先日のカーネル読書会はOLS (Ottawa Linux Symposium)の出張報告をいろいろな方にやっていただいたのだが、それぞれ味のあるお話で大変興味深かった。

TOMOYO Linuxは原田さんのプレゼンにあったように2007年2月8日にYLUGカーネル読書会で初めて発表してもらった。そのビデオがGoogle Videoでみれる。

http://video.google.com/videoplay?docid=-5205950078661881140&hl=en

1時間の予定が、後半大変活発な質疑応答があり、1時間14分ころから海外発表はないのかとかの議論がわきおこりOttawaで発表しましょうという話がでる。さらに1時間20分ごろからのはげしいやりとりがあって、原田さんたじたじ。激励なのか叱責なのか。

現場にいたものとしては、愛のある応援として聞いていたのだが、原田さん達には、相当なカルチャーショックだったのだろうなあと今にして思う。

企業にいる以上、企業の利益に直接的にも間接的にも結びつかない活動は基本的にはできない。企業人として会社にコミュニティ活動やOSSなどを認めさせるような共通のテクニックが必要である。その状況はTOMOYOがカーネル読書会で初めて発表して以来われわれ自身の課題でもある。

The Linux Foundationのシンポジウムで発表された資料を読むと、CELFのジャンボリーやYLUGカーネル読書会での叱咤激励以降のTOMOYOチームの歴史が生々しく語られている。涙なしには読めない。

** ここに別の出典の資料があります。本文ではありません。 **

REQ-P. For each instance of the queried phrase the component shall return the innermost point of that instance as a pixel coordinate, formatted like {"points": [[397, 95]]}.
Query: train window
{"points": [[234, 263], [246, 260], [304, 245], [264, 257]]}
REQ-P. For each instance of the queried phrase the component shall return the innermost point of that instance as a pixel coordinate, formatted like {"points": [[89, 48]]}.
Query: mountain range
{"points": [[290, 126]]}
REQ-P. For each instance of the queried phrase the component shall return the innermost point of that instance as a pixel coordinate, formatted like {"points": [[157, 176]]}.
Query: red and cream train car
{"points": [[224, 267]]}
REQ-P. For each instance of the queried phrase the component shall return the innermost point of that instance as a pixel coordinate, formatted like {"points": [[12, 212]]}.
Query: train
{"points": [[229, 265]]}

随分無茶を言ってしまったのだろうなあと今にして思う。外野が随分無責任にあおっちゃったんだろうなあと思う。

しかし、NTTデータという日本の大企業を社内から動かした原田さんたちは本当にすごい。その会社を動かすノウハウあるいは社内説得術というのは大変貴重なものではないだろうか。

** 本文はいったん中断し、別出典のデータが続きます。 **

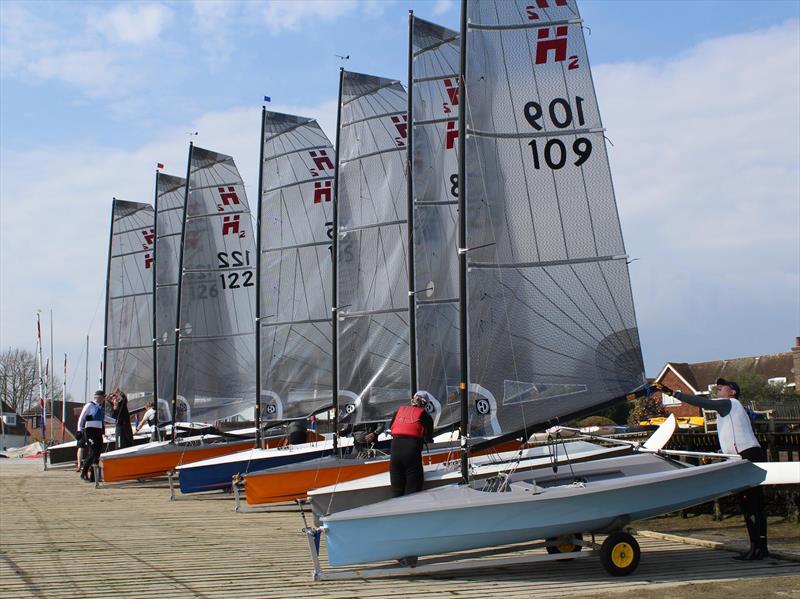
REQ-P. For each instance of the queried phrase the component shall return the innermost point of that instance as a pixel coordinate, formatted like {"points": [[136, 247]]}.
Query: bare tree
{"points": [[18, 377]]}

TOMOYO LinuxをLinux Kernelのメインライン化するという険しい道のりに対して企業人として、どのように応援できるか。大きな課題である。

■TOMOYOのニュース
http://d.hatena.ne.jp/keyword/tomoyo%20linux

■Linux Foundation Japan #8 Symposium
http://www.linux-foundation.jp/modules/eguide/event.php?eid=10

TOMOYO Linux(ユメのチカラ)
http://blog.miraclelinux.com/yume/2007/02/tomoyo_linux.html

ハッカーの価値を理解しつつ経営幹部にオープンソースの生み出す価値を正当に評価してもらうように働きかけるハイブリッドは人材が必要なのであるが、現場のハッカーは、パッチを作って公開するところでエネルギーを使いつくし、社内政治の場に打ってでるというところまで正直頭がまわらないしそういう事にたけてもいない。社内のサポータ、スポンサー、あるいはパトロンみたいな人が必要なのだけどなかなかハッカーとそれらの人達とを橋渡しする人がいない。

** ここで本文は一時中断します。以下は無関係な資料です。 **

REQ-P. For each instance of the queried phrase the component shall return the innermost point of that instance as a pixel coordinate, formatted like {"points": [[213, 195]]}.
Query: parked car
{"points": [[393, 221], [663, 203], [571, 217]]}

カーネル読書会は企業からの参加者も徐々にだけど増えているので、各人が自分の上司をどう説得したとか、社内の抵抗勢力(?)とどう闘ったかとか、そういうノウハウを共有できれば、もっともっとハッカーが社内で生き易くなるのではないだろうかとか妄想は膨らむ。

企業発OSSのコミュニティアライアンス戦略(ユメのチカラ)
http://blog.miraclelinux.com/yume/2007/02/oss_446d.html

企業のサポートによって開発されたOSSをどのように普及推進するかというのが今回の命題である。コミュニティはそれをどのように支援できるのか、できないのか、すべきなのか、すべきではないのか、双方にとってメリットのあるアライアンスの形態はどのようなものになるのかならないのか、というのが今回の問題である。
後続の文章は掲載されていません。